1. Question : (TCO 5) Concerning European Union’s progress toward creating a single financial market, the quest started in 1999 was to have been completed by 2005, however, progress has been slowed by various factors related to the tradition of each member country operating autonomously. By 2007, significant progress had been made. Some 41 measures designed to create a single market were in place and others were in the pipeline. The current issue facing the EU revolves around the enforcement of the rules that have been established as law. Some experts believe that it will be at least another decade before the benefits of the new rules become apparent. Discussion of this feature can begin with the following questions. What are the benefits of creating a single financial market in the European Union for companies? Does it make sense for consumers?
2. Question : (TCO 6) In the 1980s, Caterpillar was negatively affected by a strong dollar and lost significant market share to Japanese competitor Komatsu. The situation prompted Caterpillar to revise its global strategy and by the 2000s, the company was in a much better position to deal with volatile currency values. More recently, a strong dollar has actually helped boost Caterpillar’s bottom line. In the 1980s, a stronger dollar hurt Caterpillar’s competitive position, but in 2008 a stronger dollar did not seem to have the same effect. What had changed?
3. Question : (TCO 7) In May 2001, the IMF agreed to lend $8 billion to Turkey to help stabilize its economy and halt a sharp slide in the value of its currency. Although initially the Turkish government resisted IMF mandates on economic policy, in 2003 the government passed an austerity budget. By 2005, significant progress had been made and today, the country appears to be on track for recovery, with lower inflation rates, an increase in privatization, and a budget surplus. What led to Turkey’s financial crisis? What goals did the IMF establish as part of the loan agreement?
4. Question : (TCO 8) MD International is an export intermediary for U.S. medical equipment manufacturers. The company has been able to capitalize on falling trade barriers, as well as expand healthcare programs in the Latin American region. MD International currently represents more than 30 companies and sells to some 600 regional distributors. How does an intermediary such as MD International create value for the manufacturers who use it to sell medical equipment in foreign markets? Why do they want to use MD International rather than export directly themselves?

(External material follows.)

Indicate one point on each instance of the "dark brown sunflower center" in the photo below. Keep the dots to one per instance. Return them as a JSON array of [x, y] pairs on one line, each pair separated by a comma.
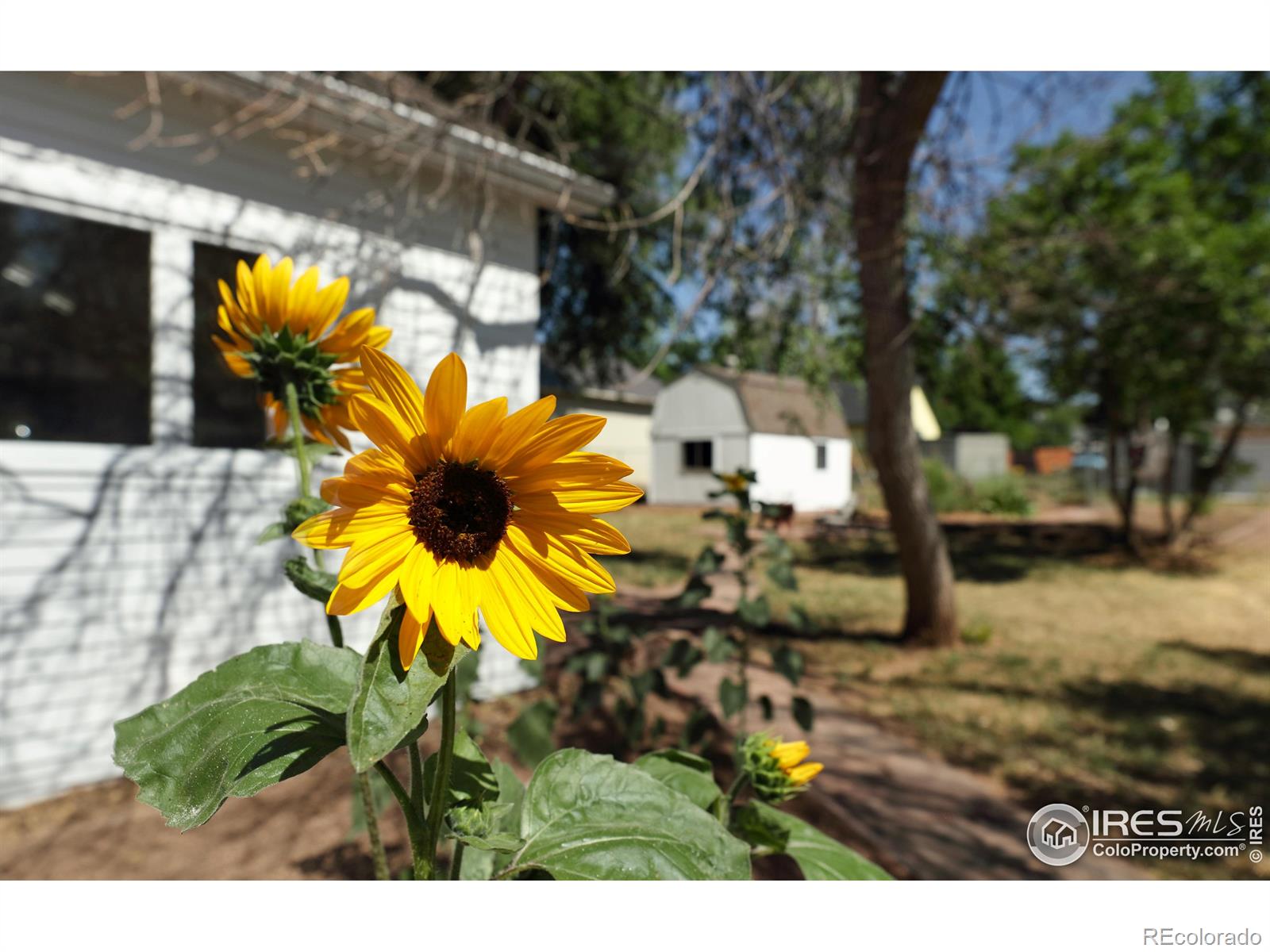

5. Question : (TCO 8) Boeing made the decision to outsource much of the production of the 787 in the hopes of significantly reducing the time to get the
product to market. Boeing also anticipated that its outsourcing strategy would allow it to generate additional sales from the countries that were partners in the process and reduce its costs and risks. Although Boeing’s strategy worked for some components, for other parts the strategy was a disaster. Suppliers were late and some produced poor-quality parts, forcing Boeing to commit additional resources to the project. What are the benefits to Boeing of outsourcing so much work on the 787 to foreign suppliers? What are the potential risks? Do the benefits outweigh the risks?
6. Question : (TCO 8) By 2015, Ford hopes to compete in North America, Europe, and Asia by offering several global models including the Fiesta, the Fusion, and the Mondeo. The company, which refers to its new strategy as One Ford, anticipates that its global models will share the same components and looks and be positioned in a similar way in each market in which they are sold. What is behind Ford’s One Ford vision? What is the company hoping to accomplish with this strategy?